There are differing opinions between researchers in scientific fields. Discussion and further study are the best ways to reach a shared understanding. Shutting down scholarship is not a solution.

The U.S. ambassador to the United States will be frustrated by the Trump administration’s exit from the UNSIDA Emergency Plan and the World Health Organization

The agency has put a lot of its staff on leave. Most, if not all, of its buildings are currently inaccessible, as is its website. Although life-saving programmes are exempt from any immediate changes, there are few if any functioning financial systems available to keep the payments going. Funding from the United States President’s Emergency Plan for AIDS Relief, which has disbursed more than $100 billion for the prevention and treatment of HIV and AIDS since 2003, is still up in the air.

At least one million women in countries around the world have lost access to contraceptive care as a result of a 90-day ‘pause’ on funding from the US Agency for International Development (USAID), the world’s largest single-country source for aid, including scientific assistance. In 2023, the United States disbursed $72 billion in international assistance, some 60% of which was provided through USAID.
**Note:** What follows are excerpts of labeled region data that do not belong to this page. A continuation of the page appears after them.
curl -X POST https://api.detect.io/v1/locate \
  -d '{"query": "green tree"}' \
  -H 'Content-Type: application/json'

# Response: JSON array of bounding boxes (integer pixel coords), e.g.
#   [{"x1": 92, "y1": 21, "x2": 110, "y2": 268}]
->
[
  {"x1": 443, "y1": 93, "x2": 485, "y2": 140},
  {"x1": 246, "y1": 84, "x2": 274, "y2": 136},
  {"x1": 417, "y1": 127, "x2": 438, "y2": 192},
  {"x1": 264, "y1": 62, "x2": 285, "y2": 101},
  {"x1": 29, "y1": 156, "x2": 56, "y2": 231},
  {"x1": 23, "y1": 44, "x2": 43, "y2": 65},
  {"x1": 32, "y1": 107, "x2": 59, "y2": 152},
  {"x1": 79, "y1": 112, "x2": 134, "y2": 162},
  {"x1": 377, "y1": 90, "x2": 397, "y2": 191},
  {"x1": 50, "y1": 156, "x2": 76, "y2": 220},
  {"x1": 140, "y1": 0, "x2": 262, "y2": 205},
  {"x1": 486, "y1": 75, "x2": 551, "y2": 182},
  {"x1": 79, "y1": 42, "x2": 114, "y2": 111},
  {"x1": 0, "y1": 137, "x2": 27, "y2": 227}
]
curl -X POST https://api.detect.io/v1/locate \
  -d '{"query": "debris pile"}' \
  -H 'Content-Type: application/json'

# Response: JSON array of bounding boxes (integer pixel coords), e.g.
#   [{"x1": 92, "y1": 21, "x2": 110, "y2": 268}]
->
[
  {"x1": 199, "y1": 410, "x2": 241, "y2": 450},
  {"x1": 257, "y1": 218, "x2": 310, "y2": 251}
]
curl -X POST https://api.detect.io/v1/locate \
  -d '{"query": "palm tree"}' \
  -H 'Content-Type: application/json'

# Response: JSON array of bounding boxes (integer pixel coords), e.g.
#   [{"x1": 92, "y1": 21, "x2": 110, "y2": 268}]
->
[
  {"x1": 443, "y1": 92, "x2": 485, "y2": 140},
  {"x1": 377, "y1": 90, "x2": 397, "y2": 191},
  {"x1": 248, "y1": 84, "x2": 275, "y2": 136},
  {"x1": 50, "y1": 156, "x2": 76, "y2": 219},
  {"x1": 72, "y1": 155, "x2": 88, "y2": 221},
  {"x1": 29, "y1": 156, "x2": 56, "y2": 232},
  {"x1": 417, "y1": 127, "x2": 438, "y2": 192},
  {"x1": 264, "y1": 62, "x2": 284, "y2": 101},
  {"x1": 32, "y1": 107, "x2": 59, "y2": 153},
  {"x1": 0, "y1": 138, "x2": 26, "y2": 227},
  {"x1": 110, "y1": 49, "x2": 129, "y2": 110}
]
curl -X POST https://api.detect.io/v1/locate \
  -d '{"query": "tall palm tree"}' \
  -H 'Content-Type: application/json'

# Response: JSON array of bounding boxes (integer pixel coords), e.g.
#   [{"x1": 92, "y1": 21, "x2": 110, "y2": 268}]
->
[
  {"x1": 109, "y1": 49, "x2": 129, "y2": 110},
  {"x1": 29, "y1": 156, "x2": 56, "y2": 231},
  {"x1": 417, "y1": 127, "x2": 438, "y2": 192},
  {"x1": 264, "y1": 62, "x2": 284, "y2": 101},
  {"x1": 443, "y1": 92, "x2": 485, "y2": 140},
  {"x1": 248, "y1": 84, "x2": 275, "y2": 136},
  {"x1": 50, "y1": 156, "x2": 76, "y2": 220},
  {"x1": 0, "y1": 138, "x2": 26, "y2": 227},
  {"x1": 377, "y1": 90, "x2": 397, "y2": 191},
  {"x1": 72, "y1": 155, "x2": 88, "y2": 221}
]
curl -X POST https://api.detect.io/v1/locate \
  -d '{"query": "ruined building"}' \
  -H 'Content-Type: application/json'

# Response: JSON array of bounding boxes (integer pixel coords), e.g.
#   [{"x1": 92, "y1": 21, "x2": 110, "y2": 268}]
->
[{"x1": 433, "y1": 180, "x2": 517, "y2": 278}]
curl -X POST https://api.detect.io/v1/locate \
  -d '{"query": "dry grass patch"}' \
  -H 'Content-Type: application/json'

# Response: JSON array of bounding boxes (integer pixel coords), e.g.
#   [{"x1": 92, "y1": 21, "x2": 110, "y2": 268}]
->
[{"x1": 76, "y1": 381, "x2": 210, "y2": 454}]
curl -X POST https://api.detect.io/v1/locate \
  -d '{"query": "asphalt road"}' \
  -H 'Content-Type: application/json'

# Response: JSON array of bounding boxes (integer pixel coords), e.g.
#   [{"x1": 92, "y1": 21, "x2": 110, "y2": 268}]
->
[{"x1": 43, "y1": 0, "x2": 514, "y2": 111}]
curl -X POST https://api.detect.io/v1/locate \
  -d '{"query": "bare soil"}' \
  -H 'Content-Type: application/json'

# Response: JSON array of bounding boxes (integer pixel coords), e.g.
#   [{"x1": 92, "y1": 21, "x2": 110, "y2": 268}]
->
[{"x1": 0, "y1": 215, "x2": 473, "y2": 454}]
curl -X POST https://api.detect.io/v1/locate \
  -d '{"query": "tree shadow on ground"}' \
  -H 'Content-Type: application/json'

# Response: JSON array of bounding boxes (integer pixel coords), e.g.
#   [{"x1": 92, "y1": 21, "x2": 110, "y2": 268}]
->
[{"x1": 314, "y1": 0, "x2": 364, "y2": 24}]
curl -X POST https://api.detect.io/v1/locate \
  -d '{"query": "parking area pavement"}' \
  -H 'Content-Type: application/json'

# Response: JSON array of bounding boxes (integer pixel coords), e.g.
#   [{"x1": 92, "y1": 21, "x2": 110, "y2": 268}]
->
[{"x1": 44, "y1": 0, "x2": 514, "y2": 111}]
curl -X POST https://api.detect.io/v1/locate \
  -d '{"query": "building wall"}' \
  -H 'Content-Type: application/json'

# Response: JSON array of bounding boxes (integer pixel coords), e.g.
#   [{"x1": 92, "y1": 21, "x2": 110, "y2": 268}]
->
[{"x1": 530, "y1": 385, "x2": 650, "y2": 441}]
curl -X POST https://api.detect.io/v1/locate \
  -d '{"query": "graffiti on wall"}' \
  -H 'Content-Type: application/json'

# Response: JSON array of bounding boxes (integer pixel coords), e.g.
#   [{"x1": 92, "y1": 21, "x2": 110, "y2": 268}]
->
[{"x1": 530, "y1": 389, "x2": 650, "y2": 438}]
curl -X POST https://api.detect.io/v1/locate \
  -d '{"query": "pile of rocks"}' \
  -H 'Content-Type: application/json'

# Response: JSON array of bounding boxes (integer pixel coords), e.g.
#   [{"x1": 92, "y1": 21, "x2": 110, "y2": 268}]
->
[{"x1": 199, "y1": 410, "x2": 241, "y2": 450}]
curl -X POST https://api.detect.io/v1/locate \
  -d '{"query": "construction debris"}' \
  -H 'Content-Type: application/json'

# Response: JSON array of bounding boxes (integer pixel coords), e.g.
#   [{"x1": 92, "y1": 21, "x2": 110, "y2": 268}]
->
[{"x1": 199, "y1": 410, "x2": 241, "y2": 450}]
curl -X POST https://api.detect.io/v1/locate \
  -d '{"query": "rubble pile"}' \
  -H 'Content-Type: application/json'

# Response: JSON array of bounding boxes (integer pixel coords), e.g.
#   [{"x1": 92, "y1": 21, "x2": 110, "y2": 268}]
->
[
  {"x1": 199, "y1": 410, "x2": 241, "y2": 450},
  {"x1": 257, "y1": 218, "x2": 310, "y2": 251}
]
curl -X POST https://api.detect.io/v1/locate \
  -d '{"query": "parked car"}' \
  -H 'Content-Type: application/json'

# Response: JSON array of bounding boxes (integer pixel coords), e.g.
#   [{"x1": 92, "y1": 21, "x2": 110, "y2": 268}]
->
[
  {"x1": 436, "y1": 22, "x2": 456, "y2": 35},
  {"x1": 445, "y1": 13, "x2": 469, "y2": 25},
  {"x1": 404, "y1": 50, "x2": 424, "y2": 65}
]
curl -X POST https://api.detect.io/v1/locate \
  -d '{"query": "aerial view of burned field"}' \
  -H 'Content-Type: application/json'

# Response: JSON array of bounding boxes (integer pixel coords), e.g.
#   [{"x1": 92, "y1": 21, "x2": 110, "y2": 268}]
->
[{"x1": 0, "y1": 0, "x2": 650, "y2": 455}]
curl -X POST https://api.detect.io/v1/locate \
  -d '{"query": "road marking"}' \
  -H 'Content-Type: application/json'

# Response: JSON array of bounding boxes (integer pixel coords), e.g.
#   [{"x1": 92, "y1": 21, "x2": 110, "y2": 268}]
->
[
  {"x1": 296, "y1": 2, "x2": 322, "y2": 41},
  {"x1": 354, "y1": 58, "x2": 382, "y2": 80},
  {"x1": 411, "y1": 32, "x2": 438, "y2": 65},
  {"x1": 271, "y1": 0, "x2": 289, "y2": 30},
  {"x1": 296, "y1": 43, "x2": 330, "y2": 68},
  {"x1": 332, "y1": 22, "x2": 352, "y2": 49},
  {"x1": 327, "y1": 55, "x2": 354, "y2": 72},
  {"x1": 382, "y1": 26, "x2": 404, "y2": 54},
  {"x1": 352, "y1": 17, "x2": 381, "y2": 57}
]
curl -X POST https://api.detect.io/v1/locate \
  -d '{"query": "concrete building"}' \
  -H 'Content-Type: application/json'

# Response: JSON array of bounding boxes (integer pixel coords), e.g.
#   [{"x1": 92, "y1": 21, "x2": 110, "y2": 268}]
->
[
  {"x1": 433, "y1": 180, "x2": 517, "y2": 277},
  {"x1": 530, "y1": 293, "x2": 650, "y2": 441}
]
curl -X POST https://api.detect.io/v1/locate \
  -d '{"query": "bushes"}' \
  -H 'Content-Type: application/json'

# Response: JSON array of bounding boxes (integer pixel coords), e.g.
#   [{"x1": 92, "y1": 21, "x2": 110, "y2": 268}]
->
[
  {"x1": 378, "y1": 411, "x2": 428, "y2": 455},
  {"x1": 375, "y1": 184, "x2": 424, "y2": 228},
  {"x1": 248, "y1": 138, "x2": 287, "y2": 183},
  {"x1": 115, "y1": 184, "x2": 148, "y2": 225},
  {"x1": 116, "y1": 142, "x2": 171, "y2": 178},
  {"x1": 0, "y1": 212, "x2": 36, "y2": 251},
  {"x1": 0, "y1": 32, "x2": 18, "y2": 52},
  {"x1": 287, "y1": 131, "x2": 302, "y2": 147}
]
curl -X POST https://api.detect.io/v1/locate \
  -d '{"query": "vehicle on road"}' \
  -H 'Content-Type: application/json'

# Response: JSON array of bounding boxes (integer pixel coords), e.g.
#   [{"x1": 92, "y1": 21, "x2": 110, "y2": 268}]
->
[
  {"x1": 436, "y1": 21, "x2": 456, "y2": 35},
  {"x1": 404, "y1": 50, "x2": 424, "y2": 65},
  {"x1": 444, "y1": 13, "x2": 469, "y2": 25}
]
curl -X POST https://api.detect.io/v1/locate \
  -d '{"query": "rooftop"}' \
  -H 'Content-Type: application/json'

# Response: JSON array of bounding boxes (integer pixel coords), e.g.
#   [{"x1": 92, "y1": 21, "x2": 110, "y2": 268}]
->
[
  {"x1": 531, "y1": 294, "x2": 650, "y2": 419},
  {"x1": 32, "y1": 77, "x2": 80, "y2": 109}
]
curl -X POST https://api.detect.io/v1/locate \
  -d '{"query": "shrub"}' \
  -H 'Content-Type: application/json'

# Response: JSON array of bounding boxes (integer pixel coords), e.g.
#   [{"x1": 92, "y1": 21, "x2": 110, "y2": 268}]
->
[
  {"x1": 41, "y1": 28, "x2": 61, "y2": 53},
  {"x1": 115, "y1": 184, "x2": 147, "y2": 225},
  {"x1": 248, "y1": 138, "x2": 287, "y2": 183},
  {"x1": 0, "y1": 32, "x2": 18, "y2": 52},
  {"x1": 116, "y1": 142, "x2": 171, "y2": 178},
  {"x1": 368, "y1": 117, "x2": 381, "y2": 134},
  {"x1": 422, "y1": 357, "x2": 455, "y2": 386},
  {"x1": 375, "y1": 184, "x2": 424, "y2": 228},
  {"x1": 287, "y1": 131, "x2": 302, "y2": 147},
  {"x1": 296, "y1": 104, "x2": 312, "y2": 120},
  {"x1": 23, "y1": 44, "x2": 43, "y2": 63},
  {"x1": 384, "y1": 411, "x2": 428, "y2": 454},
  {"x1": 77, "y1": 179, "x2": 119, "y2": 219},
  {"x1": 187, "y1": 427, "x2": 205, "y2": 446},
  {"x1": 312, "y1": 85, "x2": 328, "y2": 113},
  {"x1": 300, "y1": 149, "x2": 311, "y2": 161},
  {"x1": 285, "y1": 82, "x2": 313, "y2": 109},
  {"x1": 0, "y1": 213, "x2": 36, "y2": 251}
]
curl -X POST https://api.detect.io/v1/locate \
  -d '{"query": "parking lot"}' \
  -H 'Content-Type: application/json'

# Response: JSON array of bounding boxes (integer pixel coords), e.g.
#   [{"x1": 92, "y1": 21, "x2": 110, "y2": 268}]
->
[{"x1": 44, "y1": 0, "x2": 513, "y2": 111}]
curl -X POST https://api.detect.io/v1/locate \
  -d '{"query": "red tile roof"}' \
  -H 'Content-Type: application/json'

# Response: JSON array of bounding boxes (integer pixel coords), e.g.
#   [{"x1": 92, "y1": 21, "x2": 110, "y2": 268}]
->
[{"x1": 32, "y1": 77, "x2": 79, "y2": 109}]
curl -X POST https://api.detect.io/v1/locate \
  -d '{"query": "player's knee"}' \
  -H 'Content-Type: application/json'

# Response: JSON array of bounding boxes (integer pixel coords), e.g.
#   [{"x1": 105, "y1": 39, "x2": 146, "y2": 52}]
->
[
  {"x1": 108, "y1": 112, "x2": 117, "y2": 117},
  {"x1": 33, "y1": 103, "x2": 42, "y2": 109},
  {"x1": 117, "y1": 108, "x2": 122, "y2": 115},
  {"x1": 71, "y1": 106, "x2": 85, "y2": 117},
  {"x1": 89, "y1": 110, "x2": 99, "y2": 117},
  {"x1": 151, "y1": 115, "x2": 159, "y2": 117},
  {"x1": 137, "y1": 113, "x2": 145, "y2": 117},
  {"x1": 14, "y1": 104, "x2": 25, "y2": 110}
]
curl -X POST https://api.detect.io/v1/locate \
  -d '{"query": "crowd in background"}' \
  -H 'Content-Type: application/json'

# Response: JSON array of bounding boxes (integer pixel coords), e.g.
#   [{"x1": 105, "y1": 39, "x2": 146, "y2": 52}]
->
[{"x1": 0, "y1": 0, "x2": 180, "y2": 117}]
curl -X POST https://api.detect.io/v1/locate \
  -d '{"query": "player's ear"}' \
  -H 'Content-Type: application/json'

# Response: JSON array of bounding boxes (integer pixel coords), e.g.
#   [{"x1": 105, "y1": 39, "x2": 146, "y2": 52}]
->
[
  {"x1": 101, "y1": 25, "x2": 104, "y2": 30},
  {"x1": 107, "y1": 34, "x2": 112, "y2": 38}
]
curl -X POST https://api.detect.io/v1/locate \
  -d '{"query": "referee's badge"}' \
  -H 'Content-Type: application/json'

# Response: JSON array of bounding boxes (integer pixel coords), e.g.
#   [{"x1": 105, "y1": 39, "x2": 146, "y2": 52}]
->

Trump has also cancelled US federal funding for international climate-change projects, which totalled some US$11 billion in 2024, amounting to around 10% of annual global public climate finance. Alongside his decision to withdraw from the 2015 Paris climate agreement, this is a severe blow to tackling climate change, and will delay efforts to boost finance for the countries most affected by global warming.

On the international front, the decision to withdraw from or drastically scale back long-standing commitments will have severe consequences. The United States is often the biggest contributor to global initiatives that are linked to the UNSDGs. The country also provides around one-fifth of the core budget for the World Health Organization (WHO), which Trump has already notified of his intent to leave. Although the United States will not formally depart until next year, the WHO’s more than 8,000 staff members have already been told by director-general Tedros Adhanom Ghebreyesus to put all but essential travel on hold.

It might be that the White House is forced to moderate or reverse some of its decisions if people and organizations keep challenging the administration in the courts. A desire to downgrade, if not eliminate, independent, science-based evidence and expert advice is part of the direction of travel.